What has always struck me about Yeats is how reality and surrealism mix in his poetry: his poetry hangs between the perceivable world of phenomena and the natural world and the world f dreams and the subconscious on the other hand; the two mix in a solution which only Yeats can give us. This makes Yeats difficult to understand, of course: his poems cannot be understood at first reading, not at least form me; they require careful study, sometimes they even escape analysis, you need to put them down and come back to them at a later stage, but, boy, when you crack one of his poems it is as if a whole new world opened its doors to you. Utter genius.

Bethan

I feel so guilty because I want to like Yeats but while there are one or two amazing poems, like 'Leda and the Swan' and 'An Irish Airman Forsees His Death', or one or two that are very interesting and strikingly expressed, like 'The Second Coming' or 'The Circus Animal's Desertion', overall, I find Yeats boring a lot of the time and a bit repugnant for his conservative nature, such as his nationalism. I found it hard to concentrate and understand a lot of his poems and I didn't really come away feeling like he'd deeply touched me and got to my heart (like Paul Verlaine) or said something amazing (like Baudelaire). Maybe I just expected more of this poet that is so routinely hailed as one of the greatest, in this English-language country, and I need to go back and spend more time with his poetry. Well, I see it; I just don't feel or think it.

Leslie

Beautiful poetry. The focus is largely on Irish history, but I think behind that is a genuine search for what is most important in life. Though I appreciated the beautiful language and what I thought the message was, I still felt like much of it went over my head.

Cns

A fantastic edition--the Faber 80th anniversary poetry books--but the poems are a bit complex for me, as I don't have a degree in Irish history. "The Second Coming" will always be my favorite thanks to Stephen King, but "The Wild Swans at Coole" is haunting in a different way--especially as I get older.

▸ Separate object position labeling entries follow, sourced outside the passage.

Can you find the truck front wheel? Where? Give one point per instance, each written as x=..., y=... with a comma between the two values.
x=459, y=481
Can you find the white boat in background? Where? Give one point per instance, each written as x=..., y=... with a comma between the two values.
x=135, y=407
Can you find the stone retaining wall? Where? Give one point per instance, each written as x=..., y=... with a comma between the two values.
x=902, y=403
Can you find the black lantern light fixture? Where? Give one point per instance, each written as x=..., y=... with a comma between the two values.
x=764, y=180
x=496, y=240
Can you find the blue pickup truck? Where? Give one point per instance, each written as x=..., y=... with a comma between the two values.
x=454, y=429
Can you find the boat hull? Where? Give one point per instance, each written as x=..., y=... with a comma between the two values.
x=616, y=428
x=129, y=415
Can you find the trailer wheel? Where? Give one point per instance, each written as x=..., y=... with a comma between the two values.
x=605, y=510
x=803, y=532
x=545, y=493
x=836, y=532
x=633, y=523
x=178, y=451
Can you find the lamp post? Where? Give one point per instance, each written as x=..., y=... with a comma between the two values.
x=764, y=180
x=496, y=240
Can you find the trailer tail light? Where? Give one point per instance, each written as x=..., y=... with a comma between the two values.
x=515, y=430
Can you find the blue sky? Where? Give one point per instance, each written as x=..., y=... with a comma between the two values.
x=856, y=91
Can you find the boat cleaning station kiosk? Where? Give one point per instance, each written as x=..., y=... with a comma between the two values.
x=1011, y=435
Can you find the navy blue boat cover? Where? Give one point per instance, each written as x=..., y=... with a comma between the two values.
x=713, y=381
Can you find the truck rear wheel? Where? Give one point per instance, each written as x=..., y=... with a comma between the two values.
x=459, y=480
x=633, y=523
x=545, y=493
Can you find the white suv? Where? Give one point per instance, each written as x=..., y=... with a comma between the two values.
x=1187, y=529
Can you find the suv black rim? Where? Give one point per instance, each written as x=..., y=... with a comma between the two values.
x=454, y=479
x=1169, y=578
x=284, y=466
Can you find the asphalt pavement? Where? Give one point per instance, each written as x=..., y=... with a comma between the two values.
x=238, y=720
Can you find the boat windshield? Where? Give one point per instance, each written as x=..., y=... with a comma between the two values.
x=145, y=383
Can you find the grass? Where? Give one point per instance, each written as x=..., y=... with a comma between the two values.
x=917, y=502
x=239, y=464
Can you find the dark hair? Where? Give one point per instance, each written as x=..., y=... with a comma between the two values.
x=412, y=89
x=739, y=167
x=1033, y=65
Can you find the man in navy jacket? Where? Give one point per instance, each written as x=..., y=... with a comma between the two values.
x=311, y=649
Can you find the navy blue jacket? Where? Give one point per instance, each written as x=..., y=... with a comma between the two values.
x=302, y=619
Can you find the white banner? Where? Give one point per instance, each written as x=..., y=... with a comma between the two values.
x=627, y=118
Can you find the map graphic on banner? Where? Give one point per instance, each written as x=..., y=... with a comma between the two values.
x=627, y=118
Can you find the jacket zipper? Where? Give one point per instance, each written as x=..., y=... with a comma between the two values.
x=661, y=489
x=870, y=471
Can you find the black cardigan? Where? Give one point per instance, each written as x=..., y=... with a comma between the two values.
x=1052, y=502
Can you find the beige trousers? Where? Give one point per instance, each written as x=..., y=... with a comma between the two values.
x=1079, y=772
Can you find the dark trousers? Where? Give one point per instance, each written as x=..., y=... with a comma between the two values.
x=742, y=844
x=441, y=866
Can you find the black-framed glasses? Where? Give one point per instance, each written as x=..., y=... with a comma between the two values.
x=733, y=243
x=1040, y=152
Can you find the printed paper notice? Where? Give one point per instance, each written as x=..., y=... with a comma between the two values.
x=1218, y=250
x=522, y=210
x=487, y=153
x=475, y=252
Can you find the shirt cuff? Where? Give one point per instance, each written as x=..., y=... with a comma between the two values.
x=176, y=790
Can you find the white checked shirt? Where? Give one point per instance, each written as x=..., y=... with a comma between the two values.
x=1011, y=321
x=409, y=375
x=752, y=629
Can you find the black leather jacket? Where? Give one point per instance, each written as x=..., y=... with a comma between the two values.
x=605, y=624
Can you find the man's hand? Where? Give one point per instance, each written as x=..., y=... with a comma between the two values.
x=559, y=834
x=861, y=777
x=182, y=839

It's worth stumbling through some Irish history to get to these treasures.

Joan

Couldn't decide how many stars to give this collection of poems. Some of them I really liked, and a few I didn't like at all. Most were good, so I gave it a 3.

Joanna Paterson

I picked this up and dipped into it while on holiday in Ireland - I couldn't claim to have 'read' it though I'm not sure you ever completely read a book of poems though.I enjoyed the poems I discovered through this selection and can see there are some I want to return to. Some of the poems about Ireland helped to enrich my understanding of some of the issues of Irish history that I was learning about while travelling in and visiting the country

Ken Hicks

I've been reading Yeats since college, which is over forty years now. I have returned to the poems many times and my wife and I visited Ireland and went to some of the places mentioned in his poems. I loved Yeats when I first read and studied him and my feelings have only increased over the years as I have revisited poems. Lately, I have memorized a pair of them. I prefer to stick to the poems and not inquire too much about a person's political leanings, but I can understand why others may think differently on that subject.